Mitral kapak onarımı ameliyatı kapak değiştirmeye göre daha az risklidir. Uygun hastalarda, göğüs tamamiyle açılmadan 7 - 8 santimetrelik bir kesi ile veya ince borular aracılığıyla robat yardımıyla yapılabilmektedir.
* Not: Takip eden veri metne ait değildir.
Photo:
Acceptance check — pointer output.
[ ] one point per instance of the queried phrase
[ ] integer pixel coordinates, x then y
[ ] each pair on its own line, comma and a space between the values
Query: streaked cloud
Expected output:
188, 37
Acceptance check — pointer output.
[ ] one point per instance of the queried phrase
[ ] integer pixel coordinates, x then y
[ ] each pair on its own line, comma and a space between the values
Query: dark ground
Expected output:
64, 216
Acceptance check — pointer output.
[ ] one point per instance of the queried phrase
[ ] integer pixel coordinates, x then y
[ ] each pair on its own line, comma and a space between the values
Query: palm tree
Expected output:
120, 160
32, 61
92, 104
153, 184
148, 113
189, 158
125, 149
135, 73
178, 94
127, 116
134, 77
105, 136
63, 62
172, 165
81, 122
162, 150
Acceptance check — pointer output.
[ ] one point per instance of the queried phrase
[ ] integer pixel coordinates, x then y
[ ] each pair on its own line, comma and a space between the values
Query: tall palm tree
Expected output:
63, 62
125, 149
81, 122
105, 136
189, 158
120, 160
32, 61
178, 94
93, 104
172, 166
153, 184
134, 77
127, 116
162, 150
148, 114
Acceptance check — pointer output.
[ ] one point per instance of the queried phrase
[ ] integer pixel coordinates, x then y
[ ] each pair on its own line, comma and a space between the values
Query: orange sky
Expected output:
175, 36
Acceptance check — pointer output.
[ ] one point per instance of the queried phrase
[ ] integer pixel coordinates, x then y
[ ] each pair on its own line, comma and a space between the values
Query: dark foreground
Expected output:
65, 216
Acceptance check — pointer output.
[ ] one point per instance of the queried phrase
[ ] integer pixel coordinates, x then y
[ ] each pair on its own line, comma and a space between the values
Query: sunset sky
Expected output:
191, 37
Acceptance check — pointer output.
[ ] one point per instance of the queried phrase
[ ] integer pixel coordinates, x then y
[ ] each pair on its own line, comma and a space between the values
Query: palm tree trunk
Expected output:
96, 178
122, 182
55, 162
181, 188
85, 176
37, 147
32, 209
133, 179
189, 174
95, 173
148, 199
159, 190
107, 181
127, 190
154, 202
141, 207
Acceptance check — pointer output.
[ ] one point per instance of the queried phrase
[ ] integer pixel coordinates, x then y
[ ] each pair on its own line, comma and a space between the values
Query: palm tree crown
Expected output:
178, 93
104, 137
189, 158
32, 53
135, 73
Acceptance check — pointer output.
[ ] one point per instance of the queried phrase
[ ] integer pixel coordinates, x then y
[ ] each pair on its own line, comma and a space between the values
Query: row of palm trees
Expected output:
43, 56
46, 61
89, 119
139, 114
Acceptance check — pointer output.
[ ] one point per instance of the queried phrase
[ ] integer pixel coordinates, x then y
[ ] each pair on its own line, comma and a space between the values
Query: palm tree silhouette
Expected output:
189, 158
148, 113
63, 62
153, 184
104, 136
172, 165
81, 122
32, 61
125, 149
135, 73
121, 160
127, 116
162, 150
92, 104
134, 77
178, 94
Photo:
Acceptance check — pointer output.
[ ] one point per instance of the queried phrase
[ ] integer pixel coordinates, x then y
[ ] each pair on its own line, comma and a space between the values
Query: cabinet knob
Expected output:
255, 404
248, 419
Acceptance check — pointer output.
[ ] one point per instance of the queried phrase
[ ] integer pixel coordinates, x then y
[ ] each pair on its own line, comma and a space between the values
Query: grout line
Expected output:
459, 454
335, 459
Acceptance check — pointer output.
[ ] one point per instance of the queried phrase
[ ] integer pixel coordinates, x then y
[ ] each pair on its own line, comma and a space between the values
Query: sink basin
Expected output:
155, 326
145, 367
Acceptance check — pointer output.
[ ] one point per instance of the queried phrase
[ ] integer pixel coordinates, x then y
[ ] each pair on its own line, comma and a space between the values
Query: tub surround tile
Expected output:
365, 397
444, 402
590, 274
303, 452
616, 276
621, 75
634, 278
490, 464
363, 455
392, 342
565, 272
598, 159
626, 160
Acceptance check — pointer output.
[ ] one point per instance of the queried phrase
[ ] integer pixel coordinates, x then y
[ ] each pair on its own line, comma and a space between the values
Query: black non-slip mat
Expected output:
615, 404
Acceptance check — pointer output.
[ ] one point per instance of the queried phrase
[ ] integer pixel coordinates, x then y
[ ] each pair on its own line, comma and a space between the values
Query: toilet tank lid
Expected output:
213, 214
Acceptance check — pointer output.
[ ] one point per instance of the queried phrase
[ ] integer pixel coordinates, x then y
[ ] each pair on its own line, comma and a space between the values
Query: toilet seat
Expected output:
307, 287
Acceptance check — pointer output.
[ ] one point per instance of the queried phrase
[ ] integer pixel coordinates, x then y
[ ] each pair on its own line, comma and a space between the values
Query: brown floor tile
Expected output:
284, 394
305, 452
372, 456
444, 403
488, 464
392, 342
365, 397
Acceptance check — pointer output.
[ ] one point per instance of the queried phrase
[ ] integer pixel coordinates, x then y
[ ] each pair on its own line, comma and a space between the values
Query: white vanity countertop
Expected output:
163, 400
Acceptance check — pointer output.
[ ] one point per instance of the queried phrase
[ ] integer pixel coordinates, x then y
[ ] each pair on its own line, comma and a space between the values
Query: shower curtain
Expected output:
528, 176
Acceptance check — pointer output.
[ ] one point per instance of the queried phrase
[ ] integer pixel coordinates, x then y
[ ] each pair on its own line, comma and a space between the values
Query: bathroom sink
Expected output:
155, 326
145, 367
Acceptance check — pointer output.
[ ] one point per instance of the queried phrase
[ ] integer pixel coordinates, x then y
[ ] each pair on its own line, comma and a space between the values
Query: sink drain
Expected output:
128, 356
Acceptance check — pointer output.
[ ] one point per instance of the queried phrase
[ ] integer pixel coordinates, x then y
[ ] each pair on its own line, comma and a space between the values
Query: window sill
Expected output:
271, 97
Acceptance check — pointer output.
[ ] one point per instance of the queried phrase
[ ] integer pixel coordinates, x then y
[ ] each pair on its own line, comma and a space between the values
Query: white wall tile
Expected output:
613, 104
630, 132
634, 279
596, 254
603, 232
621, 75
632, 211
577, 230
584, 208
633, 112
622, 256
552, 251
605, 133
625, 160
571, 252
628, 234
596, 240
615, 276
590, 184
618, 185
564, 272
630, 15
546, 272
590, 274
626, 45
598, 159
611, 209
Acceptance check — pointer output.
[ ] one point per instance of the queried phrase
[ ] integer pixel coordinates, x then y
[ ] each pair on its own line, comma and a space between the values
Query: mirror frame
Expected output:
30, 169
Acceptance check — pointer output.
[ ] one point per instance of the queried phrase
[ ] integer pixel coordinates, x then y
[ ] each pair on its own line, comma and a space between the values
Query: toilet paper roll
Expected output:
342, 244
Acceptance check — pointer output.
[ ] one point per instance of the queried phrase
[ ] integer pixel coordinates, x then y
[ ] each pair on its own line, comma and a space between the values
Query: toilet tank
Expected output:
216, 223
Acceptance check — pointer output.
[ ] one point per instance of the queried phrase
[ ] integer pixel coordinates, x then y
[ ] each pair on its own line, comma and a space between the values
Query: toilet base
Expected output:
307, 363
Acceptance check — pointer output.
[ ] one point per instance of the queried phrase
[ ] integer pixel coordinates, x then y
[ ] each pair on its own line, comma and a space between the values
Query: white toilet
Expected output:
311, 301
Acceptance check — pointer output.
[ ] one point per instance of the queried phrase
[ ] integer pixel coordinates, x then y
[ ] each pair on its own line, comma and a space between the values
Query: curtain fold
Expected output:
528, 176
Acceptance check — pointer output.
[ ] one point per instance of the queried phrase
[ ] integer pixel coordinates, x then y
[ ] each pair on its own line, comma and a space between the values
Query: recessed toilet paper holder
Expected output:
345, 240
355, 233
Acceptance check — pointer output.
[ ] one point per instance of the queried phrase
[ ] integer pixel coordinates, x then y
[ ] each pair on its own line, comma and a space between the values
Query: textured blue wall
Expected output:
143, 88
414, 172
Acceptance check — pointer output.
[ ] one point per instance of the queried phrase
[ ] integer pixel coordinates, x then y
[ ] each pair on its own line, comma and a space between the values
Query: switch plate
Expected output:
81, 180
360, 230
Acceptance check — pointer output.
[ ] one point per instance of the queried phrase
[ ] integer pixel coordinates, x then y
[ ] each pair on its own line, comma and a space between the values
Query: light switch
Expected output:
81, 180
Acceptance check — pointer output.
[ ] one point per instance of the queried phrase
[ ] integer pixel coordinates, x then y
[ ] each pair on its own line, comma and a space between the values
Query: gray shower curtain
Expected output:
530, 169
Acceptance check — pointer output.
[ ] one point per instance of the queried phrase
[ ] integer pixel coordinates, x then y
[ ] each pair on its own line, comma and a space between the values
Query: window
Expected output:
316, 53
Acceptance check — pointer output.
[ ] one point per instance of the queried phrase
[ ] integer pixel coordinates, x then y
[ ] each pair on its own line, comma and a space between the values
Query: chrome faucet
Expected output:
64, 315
Onarım ameliyatından sonra iyileşme daha hızlı olur. Bunun yanı sıra, uzun dönemde, yapay kapaklı hastalara göre infeksiyon, pıhtı oluşma, kapağın bozulma riskleri daha düşüktür. Tekrar ameliyat olma ihtiyacı daha azdır. ABD’nin ünlü bir kalp merkezinin 10 yıl önce yayımlanan sonuçları bu görüşleri destekliyor. Mitral tamiri ameliyatı geçiren 1072 hastanın üçü kaybedilmiş, yani ameliyatın ölüm riski binde 3’den az veya yüzde 0,3. 10 yıl sonra, yüz hastadan sadece 7’sinde yeniden kapak ameliyatı yapma ihtiyacı doğmuş.
Kime ameliyat yapılmalı?
Mitral kapak iyi kapanmıyorsa, geriye kaçan kan çoksa, hemen ameliyat gerekmeyebilir. Ama nefes darlığı, çarpıntı, çabuk yorulma gibi şikâyetler ortaya çıkmışsa bir an önce bir kardiyoloğa başvurup ameliyat gerekli mi diye araştırmak gerekir. Hiç bir şikayet olmasa da, ağır mitral yetmezliğinin sol karıncığı yorup büyüteceği unutulmamalıdır. Bu yorgunluk kendini kolay belli etmeyebilir. Bu nedenlerle hastalar belli aralıklarla doktorları tarafından ekokardiyografi yapılarak izlenmelidirler. Gerektiğinde, hiç bir şikayetleri olmasa da ameliyat kararı verilebilir. Bu karar verildiğinde önce mitral kapak onarılabilir mi diye düşünülmeli, bu konuda uzmanlaşmış kalp cerrahlarına ve merkezlerine danışılmalıdır.
Son yıllarda, mitral kapağın kateter yoluyla onarım yöntemleri araştırılıyor. Bu alandaki ilerlemelerden başka bir yazıda söz edeceğim.